Have you ever pushed to the repository a Django project with SECRET_KEY
? Ups, it happens to me very often. Don’t worry. This can be easily fixed.
The SECRET_KEY
is used in Django for cryptographic signing. It is used to generate tokens and hashes. If somebody will have your SECRET_KEY
he can recreate your tokens.
Storing SECRET_KEY
in the repository code is not secure. It should be removed from the code and loaded from environment variables (or some configuration). You can use for example python-decouple to separate configuration variables from the code.
Once SECRET_KEY
was committed into the code repository, it needs to be generated again. Luckily, we can use Django get_random_secret_key()

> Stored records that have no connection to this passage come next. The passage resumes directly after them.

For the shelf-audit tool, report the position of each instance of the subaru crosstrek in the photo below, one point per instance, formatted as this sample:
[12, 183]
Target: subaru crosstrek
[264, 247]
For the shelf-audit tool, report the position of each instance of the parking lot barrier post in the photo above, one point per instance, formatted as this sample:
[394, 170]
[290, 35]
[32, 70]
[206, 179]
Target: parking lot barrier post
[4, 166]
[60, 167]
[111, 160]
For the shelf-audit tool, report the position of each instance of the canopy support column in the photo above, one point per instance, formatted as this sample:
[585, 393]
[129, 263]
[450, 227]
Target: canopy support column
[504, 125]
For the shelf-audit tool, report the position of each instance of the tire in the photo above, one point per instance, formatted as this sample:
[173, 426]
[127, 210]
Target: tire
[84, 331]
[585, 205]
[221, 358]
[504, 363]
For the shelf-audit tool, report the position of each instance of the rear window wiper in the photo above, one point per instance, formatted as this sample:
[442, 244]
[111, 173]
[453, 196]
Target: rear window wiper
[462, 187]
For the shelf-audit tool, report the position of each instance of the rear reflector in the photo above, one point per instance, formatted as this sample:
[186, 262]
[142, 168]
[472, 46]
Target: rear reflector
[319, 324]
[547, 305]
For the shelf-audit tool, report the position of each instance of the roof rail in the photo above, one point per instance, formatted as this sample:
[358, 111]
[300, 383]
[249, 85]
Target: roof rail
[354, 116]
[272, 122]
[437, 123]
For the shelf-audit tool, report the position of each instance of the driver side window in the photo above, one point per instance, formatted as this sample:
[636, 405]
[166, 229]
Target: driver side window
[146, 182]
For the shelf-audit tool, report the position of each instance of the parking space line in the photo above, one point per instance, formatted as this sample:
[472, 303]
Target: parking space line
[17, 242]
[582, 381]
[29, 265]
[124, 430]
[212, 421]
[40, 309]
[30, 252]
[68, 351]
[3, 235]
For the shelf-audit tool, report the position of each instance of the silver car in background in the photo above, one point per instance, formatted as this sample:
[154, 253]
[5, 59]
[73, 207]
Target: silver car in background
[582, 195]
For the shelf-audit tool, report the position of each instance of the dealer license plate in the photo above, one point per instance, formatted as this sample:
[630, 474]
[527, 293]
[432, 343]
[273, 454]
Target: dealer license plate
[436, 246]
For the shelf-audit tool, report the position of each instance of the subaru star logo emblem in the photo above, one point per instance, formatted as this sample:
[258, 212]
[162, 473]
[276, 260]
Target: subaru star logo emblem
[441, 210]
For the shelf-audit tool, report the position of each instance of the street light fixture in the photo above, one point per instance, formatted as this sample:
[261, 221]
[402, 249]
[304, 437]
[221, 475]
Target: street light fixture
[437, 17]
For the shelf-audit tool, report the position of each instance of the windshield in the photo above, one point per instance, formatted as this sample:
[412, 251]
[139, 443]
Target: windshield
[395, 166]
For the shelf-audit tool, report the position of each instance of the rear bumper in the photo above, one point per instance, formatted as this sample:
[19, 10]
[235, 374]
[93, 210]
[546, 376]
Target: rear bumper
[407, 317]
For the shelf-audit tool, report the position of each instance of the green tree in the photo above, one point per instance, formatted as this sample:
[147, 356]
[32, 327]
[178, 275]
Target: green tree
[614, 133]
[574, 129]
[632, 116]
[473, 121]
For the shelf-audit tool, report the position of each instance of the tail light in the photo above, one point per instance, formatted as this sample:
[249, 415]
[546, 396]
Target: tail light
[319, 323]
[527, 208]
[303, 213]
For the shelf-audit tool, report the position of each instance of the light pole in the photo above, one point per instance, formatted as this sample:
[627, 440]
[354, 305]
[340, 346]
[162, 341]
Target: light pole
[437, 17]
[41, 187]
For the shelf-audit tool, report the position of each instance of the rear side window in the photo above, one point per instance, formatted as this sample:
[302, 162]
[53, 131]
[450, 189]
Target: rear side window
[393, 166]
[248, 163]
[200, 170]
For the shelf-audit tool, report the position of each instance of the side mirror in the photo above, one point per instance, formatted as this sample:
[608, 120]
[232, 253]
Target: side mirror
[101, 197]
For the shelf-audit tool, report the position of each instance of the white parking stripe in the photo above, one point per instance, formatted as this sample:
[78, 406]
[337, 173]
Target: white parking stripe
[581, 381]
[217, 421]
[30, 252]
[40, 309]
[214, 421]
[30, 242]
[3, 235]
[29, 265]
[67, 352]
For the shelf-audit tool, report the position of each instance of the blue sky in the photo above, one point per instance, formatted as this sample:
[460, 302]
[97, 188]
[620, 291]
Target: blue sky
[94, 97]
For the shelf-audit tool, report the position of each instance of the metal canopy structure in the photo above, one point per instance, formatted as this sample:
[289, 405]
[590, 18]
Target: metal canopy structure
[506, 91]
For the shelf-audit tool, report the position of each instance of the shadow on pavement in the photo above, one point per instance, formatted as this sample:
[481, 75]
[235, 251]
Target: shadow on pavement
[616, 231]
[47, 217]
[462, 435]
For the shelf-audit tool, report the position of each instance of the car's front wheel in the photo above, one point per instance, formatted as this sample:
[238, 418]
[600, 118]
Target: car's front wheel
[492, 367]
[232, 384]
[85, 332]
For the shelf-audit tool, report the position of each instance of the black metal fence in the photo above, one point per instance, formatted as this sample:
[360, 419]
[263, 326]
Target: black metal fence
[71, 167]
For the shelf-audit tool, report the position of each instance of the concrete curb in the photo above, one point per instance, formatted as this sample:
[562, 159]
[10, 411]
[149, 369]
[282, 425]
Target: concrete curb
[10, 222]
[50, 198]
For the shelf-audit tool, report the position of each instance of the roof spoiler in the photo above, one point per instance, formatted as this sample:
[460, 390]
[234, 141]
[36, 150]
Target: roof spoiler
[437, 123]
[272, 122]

function to generate new SECRET_KEY
.
from django.core.management.utils import get_random_secret_key
# print new random secret key
print(get_random_secret_key())
This code can be run in the terminal as a command:
python -c 'from django.core.management.utils import get_random_secret_key; \
print(get_random_secret_key())'
If you have new SECRET_KEY
then you can use python-decouple
.
# in your settings.py file
from decouple import config
SECRET_KEY = config("SECRET_KEY")
The SECRET_KEY
can be then set as environment variable or can be saved in .env
file (which is not tracked in the code repository).